Choosing where to go to college can be overwhelming. Maybe you’ve wondered how to choose the right college or wondered what college is right for you. How do you decide?
If you’re just beginning your college search process, brainstorming some important and some more superficial characteristics you value in a college can help narrow down your search.
Watch on YouTube: Tips for Picking a College
Step One: Get Organized
You know what else can help? A good ‘ole spreadsheet. We created a College Characteristics spreadsheet to help you implement the tips below during your college search process to help you decide the right college for you.
Click here to view the spreadsheet!
Once you open the Google Sheets link, just click “File > Make a copy” to create your own editable Google Sheet, or “File > Download” to download the spreadsheet to your computer.
Step Two: The Important Characteristics – What Are Your Deal Breakers?
Start by creating a list of what’s most important to you in a college – a list of deal makers and deal breakers. These are the characteristics that are consistent as you look at a variety of schools.
Here are some questions to ask yourself as you form a list of important college characteristics:
- Are you interested in a certain study program or major?
- Are you interested in playing a certain sport or in a drama or music program?
- Do you feel more comfortable in an urban, rural, or suburban setting?
- Is there a particular state or region in which you want to be or maybe a region you want to avoid?
- How much does the school cost?
- What are your chances of earning and available opportunities for scholarships?
Sometimes it’s unclear exactly which characteristics are most important to you. So as you research schools, take note of what schools you’re drawn to; what characteristics do they share?
Once you’ve narrowed down schools by these characteristics, does your list reflect a variety of admittance percentages? Based on your grades, test scores, the general paper version of you, do you have some schools that are a bit out of a reach, some schools where you are pretty well located in the median, and some schools where you exceed their standards? You want to apply to a range of schools to improve your admittance chances. (You can learn more about that here.)
How Many Colleges Should I Apply To?
Step Three: The Superficial Characteristics – What Would Be “Nice”?
Superficial characteristics are just that – things that it would be really great or really nice if a school had but not essential to your decision to attend or not. Let’s imagine that you have made a great list of schools with varied admittance percentages. You have thought about the important things and made your list accordingly. But now you have to narrow it down – how are you possibly going to decide? Well, this is where the superficial list comes in.

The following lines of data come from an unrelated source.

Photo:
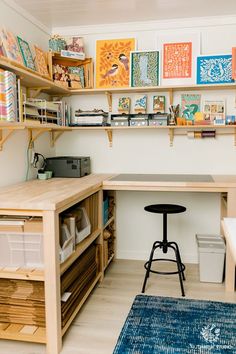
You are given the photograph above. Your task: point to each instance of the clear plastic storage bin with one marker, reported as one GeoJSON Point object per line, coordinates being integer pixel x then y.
{"type": "Point", "coordinates": [21, 249]}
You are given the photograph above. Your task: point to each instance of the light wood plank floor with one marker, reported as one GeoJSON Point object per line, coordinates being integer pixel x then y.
{"type": "Point", "coordinates": [96, 328]}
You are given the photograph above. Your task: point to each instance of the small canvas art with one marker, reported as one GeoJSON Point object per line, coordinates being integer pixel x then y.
{"type": "Point", "coordinates": [214, 112]}
{"type": "Point", "coordinates": [113, 62]}
{"type": "Point", "coordinates": [234, 63]}
{"type": "Point", "coordinates": [9, 46]}
{"type": "Point", "coordinates": [140, 105]}
{"type": "Point", "coordinates": [159, 104]}
{"type": "Point", "coordinates": [177, 60]}
{"type": "Point", "coordinates": [75, 44]}
{"type": "Point", "coordinates": [144, 68]}
{"type": "Point", "coordinates": [178, 53]}
{"type": "Point", "coordinates": [190, 105]}
{"type": "Point", "coordinates": [40, 60]}
{"type": "Point", "coordinates": [214, 69]}
{"type": "Point", "coordinates": [124, 105]}
{"type": "Point", "coordinates": [26, 53]}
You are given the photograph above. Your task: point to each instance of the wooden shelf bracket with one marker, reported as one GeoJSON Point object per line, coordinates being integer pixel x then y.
{"type": "Point", "coordinates": [109, 99]}
{"type": "Point", "coordinates": [171, 136]}
{"type": "Point", "coordinates": [54, 135]}
{"type": "Point", "coordinates": [109, 135]}
{"type": "Point", "coordinates": [171, 96]}
{"type": "Point", "coordinates": [3, 139]}
{"type": "Point", "coordinates": [37, 134]}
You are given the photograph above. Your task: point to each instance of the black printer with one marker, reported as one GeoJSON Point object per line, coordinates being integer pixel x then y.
{"type": "Point", "coordinates": [68, 166]}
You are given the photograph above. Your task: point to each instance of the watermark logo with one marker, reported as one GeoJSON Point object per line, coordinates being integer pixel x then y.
{"type": "Point", "coordinates": [210, 333]}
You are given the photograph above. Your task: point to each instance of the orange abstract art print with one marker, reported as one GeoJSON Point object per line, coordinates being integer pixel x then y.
{"type": "Point", "coordinates": [113, 62]}
{"type": "Point", "coordinates": [177, 60]}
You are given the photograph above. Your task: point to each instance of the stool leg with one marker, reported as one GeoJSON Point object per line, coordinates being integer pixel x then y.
{"type": "Point", "coordinates": [177, 248]}
{"type": "Point", "coordinates": [179, 269]}
{"type": "Point", "coordinates": [148, 268]}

As you research and visit schools, keep a list of things that strike positively or negatively about the schools – and no judgement about how minor these aspects are. Maybe you notice that the dorms of one campus are nicer or the food is better or there are more trees; you never really thought a lot about trees, but man, those trees sure are nice! You are not making the pretty significant decision about where to go to college based on trees… but maybe trees are going to help you decide between two schools that you really like.
You should make this list when the stakes are lower, when you are just thinking about what it would be like to attend the school. Sometimes your perspective changes once you’re admitted to a school. Referring to the list of characteristics you made when unbiased by an admissions letter can help you remember what you truly thought about a school when it comes time to make your final decisions and the stakes are higher.

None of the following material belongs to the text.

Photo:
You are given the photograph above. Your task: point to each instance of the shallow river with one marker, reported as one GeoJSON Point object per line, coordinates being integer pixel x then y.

These Lists Are Specific to YOU
The takeaway here is that these lists are personal – you want to discover which specific aspects of a school really matter to you. You want to make this list while you are the one shopping for schools. Make sure you are the one deciding which colleges you are interested in.
The acceptance and rejection part of the college application process is no fun, but it is also inevitable. You want to have a clear sense of what you want before you find out which schools you are accepted to so you can have the clearest mindset when deciding which school is right for you.